En un detalle revelador, el juez se refirió a la ausencia de documentación ambiental requerida como motivo para la demolición inmediata. Los desarrolladores ni siquiera poseían una licencia básica al momento de comenzar las obras.

Resistencia de Base, Atención Global
Gran parte del crédito por detener este desarrollo corresponde a Defendiendo el Derecho a un Medio Ambiente Sano (DMAS), una organización civil dirigida por Antonella Vázquez. El grupo alertó a las autoridades cuando los edificios estaban en sus primeras etapas, documentando incansablemente las violaciones, presentando solicitudes conforme a leyes de transparencia y movilizando apoyo comunitario.
"Fue una bestia", dijo Vázquez sobre Maiim. "Estaba en la orilla de la bahía, prácticamente en el mar. No tenía permisos, pero se levantó piso por piso mientras nosotros le suplicábamos al gobierno que interviniera".
Durante tres años, esa intervención fue retrasada.
Inversionistas Engañados, Confianza Erosionada
Muchos de quienes financiaron el proyecto fueron inversionistas internacionales, atraídos por los renders vistosos del proyecto y promesas de altos rendimientos. En cambio, ahora enfrentan pérdidas financieras e incertidumbre legal. El mercado inmobiliario en auge de Tulum, alguna vez visto como un lienzo abierto de oportunidad, ahora está manchado por estas historias de advertencia.
El desarrollo se convirtió en un espejo, reflejando no progreso, sino depredación.
El Camino por Delante: Restauración y Reforma
La sentencia del tribunal no es solo un mandato para la demolición, es un llamado al cambio sistémico.
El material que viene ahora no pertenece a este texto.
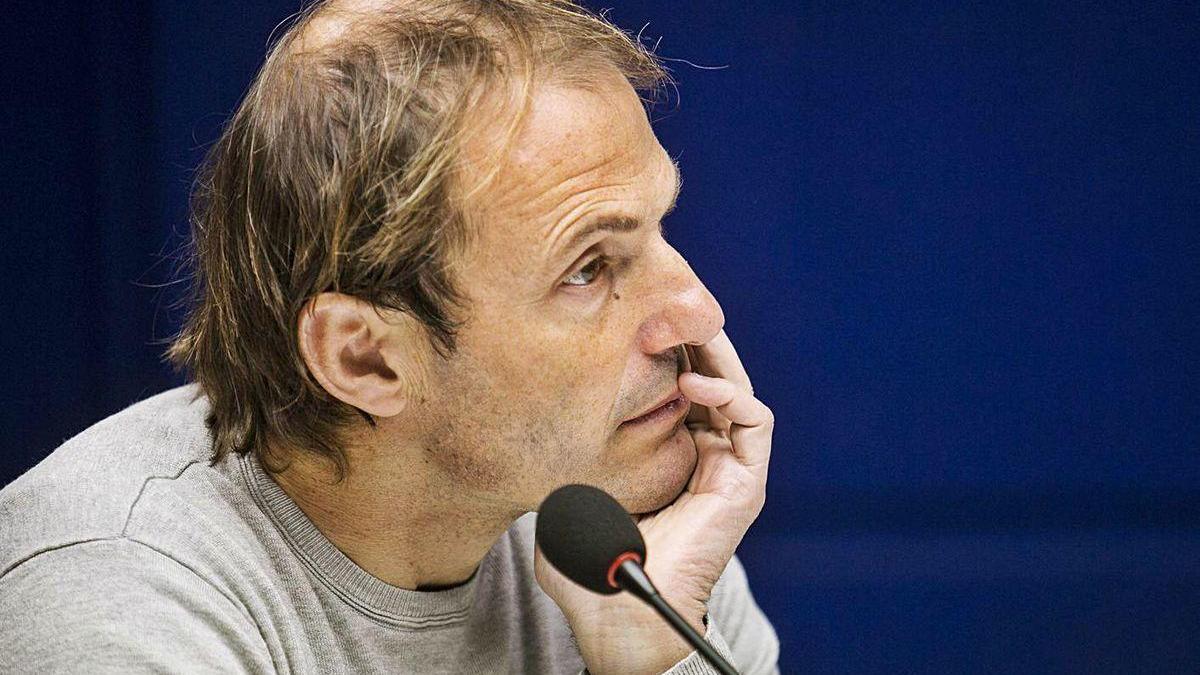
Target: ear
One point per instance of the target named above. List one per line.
(367, 360)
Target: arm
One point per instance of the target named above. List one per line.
(119, 605)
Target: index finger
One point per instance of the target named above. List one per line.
(720, 359)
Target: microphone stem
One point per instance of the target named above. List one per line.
(633, 578)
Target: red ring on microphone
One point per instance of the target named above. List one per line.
(616, 563)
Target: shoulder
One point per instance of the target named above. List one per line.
(87, 488)
(118, 604)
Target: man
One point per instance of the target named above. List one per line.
(431, 286)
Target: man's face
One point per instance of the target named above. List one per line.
(571, 334)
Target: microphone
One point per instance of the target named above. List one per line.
(591, 538)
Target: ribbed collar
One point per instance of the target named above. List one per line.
(371, 596)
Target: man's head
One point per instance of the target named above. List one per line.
(436, 226)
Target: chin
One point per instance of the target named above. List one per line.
(661, 477)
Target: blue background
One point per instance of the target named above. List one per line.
(957, 244)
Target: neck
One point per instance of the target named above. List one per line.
(396, 518)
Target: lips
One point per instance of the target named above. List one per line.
(669, 398)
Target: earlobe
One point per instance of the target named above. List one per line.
(352, 353)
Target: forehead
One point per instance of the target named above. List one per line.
(576, 150)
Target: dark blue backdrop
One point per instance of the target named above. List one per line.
(958, 249)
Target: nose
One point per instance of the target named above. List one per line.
(684, 312)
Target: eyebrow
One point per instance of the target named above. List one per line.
(618, 223)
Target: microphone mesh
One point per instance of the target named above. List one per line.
(581, 531)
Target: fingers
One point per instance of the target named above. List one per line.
(733, 401)
(718, 358)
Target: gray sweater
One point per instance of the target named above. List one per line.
(126, 551)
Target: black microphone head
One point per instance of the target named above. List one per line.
(582, 531)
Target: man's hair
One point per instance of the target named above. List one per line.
(337, 172)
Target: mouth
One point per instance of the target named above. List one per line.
(669, 410)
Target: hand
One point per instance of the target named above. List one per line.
(690, 541)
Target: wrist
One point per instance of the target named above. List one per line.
(630, 638)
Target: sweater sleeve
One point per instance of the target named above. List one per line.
(737, 629)
(109, 605)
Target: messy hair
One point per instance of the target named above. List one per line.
(337, 172)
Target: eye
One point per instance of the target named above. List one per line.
(588, 273)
Derribar una estructura puede tomar meses, pero restaurar la confianza pública podría llevar años.
Tulum debe preguntarse: ¿Continuará intercambiando santuarios ecológicos por ganancias a corto plazo? ¿O puede construir un nuevo modelo, uno arraigado en sostenibilidad, legalidad y respeto por la tierra?
Por ahora, los escombros de Adamar y Maiim servirán como un recordatorio sombrío de lo que sucede cuando la ambición ignora la rendición de cuentas.
Que este sea el último monumento a la corrupción construido sobre tierra sagrada.